Research & Commentary: Accountable Care Organizations

Published December 1, 2011

As states begin to estimate the price of implementing President Barack Obama’s Patient Protection and Affordable Care Act (PPACA), one costly component of the law has yet to receive much-needed attention: accountable care organizations (ACOs).

According to Obamacare proponents, ACOs will be federally financed organizations for Medicare that will establish “accountability for care” while reducing health costs. Those opposing ACOs argue the organizations will do nothing to ensure accountability because ACOs continue the already-excessive reliance on third-party payers. With third-party payers receiving the bill, patients have limited knowledge of the costs of care and therefore a reduced financial incentive to use discretion in choosing health services. ACOs don’t change that dynamic and thus will not reduce Medicare’s high costs.

ACOs are not a patient-centered health care model, instead enacting cost-saving tactics at patients’ expense, notes Dr. Daniel H. Johnson Jr. in The Washington Times: “If ACOs become the only possibility for organizing, financing and delivering care, physicians and patients alike will find themselves in a treatment straitjacket.”

To ensure accountability in health care and cut costs while maintaining quality, government should empower patients and doctors instead of creating new bureaucracies.

The following documents offer additional information on accountable care organizations under PPACA.

Deconstructing the Latest Health Care Fad: Accountable Care Organizations

http://news.heartland.org/print/28449

John Goodman of the National Center for Policy Analysis applies the concept behind ACOs to automobile purchases, revealing the underlying problems with the plan. He writes, “When you are healthy, how your ACO functions may not matter very much. But when you’re sick, the fact that the ACO is the agent of Blue Cross instead of your agent may matter a great deal.”

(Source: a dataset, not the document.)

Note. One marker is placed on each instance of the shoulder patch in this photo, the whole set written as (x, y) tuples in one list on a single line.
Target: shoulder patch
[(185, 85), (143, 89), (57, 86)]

Consumer Power Report #243

http://news.heartland.org/print/28670

Heartland Institute Senior Fellow Greg Scandlen defines how ACOs will limit Medicare beneficiaries’ access to doctors. Scandlen states, “Never mind that patients suffer. People who are focused on ‘population health’ are indifferent to the needs of individual patients.”

Why Accountable Care Organizations Won’t Deliver Better Health Care—And Market Innovation Will

http://www.heritage.org/research/reports/2011/04/why-accountable-care-organizations-wont-deliver-better-health-care-and-market-innovation-will

In this policy brief, Rita E. Numerof, Ph.D., argues ACOs limit patient power instead of encouraging accountability. She states, “it is unlikely that an untested organizational structure will create accountability.”

Patient Beware of Accountable Care Organization

http://www.heritage.org/research/commentary/2010/10/patient-beware-of-accountable-care-organization

In this commentary, Daniel Johnson of The Heritage Foundation explains the federal definition of ACOs and reveals their potential problems: “It all sounds wonderful and, in fact, ACOs should be one of the options available for patients to choose in a new free market for health insurance. But ACOs may prove far more popular among certain physicians, wonks, and bureaucrats than among the general population of health care consumers.”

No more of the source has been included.